The Biden defense budget gives the military even more than it wanted. From Mark Perry at responsiblestatecraft.org:

It appears that the U.S. military has dodged a bullet. Defense officials reported last week that rather than cut the Pentagon budget, the Biden White House will “flatline” military expenditures, postponing a reset of defense spending priorities.

A senior Pentagon official confirms the report, first headlined in Breaking Defense, telling me that the Biden defense budget (due for release on May 3), will come in at just over $696 billion (total national security outlays, including those to the Department of Energy, could total more than $735 billion), a figure comparable to the base funding provided to the Pentagon in 2021. Put simply, the new Biden administration will keep in place the lavish spending on defense that was a hallmark of the Trump years — a decision likely to spur howls of protest from Biden’s progressive supporters.

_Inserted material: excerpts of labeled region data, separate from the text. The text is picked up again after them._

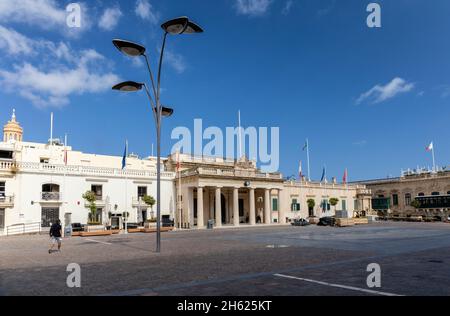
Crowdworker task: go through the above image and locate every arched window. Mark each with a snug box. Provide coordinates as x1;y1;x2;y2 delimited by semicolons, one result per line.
405;193;411;206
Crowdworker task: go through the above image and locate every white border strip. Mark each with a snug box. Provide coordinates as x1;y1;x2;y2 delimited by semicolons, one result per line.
274;274;403;296
85;238;112;245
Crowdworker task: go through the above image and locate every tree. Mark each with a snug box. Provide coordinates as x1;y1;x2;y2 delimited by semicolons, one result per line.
142;195;156;208
330;198;339;212
82;191;97;222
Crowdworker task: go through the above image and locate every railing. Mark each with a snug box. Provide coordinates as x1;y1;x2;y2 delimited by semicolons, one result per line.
41;192;61;201
0;195;14;205
172;154;237;165
6;223;41;236
0;161;175;179
181;167;283;180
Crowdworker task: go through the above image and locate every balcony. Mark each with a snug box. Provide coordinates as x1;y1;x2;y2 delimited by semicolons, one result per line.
84;195;109;208
0;195;14;208
41;192;62;202
132;197;150;208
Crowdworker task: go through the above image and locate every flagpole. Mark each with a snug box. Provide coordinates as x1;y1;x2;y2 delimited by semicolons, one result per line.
431;144;437;173
237;110;242;160
124;140;128;235
62;133;68;237
306;139;311;182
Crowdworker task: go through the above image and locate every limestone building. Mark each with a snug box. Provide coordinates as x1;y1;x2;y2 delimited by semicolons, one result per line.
361;168;450;221
0;111;371;235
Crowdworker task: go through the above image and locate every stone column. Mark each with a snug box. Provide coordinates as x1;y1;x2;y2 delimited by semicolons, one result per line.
264;189;272;224
249;188;256;226
197;187;205;229
233;188;240;226
278;190;286;224
216;188;222;227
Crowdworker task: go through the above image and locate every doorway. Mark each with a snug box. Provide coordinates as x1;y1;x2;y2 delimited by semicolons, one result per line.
0;208;5;230
41;207;59;228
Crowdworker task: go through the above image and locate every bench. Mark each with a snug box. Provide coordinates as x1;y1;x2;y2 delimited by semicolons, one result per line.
80;230;113;237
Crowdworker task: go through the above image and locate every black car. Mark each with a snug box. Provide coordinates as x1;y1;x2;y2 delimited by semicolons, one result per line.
72;223;85;233
291;218;310;226
317;217;336;226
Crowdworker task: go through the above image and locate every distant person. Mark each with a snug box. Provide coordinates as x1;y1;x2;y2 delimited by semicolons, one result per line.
48;220;62;254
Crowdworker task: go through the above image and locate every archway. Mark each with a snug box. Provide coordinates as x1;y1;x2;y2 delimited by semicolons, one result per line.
220;194;227;224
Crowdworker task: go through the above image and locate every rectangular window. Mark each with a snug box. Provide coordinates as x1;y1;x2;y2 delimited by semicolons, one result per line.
405;193;411;206
91;185;103;201
0;208;5;229
41;207;59;228
272;198;278;212
0;182;6;198
392;194;398;206
291;199;300;212
138;187;147;197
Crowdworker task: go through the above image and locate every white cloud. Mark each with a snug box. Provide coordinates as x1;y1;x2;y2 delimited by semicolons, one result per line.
356;77;415;104
0;26;119;107
0;25;74;62
134;0;159;24
235;0;272;16
0;59;119;107
98;6;123;31
0;0;66;29
0;25;35;55
281;0;294;15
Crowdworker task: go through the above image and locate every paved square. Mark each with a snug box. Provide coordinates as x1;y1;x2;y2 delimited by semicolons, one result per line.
0;223;450;296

The report that Biden’s new defense budget will look a lot like the old defense budget brought sighs of relief to defense hawks who’d spent the last two years prepping for deep cuts in military outlays, reflecting the economic cratering that has accompanied the global pandemic as well as growing unease over the “Trump bump,” which saw defense expenditures rise by $100 billion over three years. “With slim Democratic majorities in the House and Senate and resistance among moderate Democrats to cutting defense significantly, a major reduction in the budget is unlikely,” a Center for Strategic and International Studies paper recently noted.

The senior Pentagon official who spoke with Responsible Statecraft agrees. “If you had asked me just six months ago I would have said that we’re going to have cuts, and maybe even big cuts, in defense spending,” the official said. “But no more. This is all politics. Biden doesn’t want to endanger his domestic agenda, which means he’s not going to pick a fight over defense dollars.”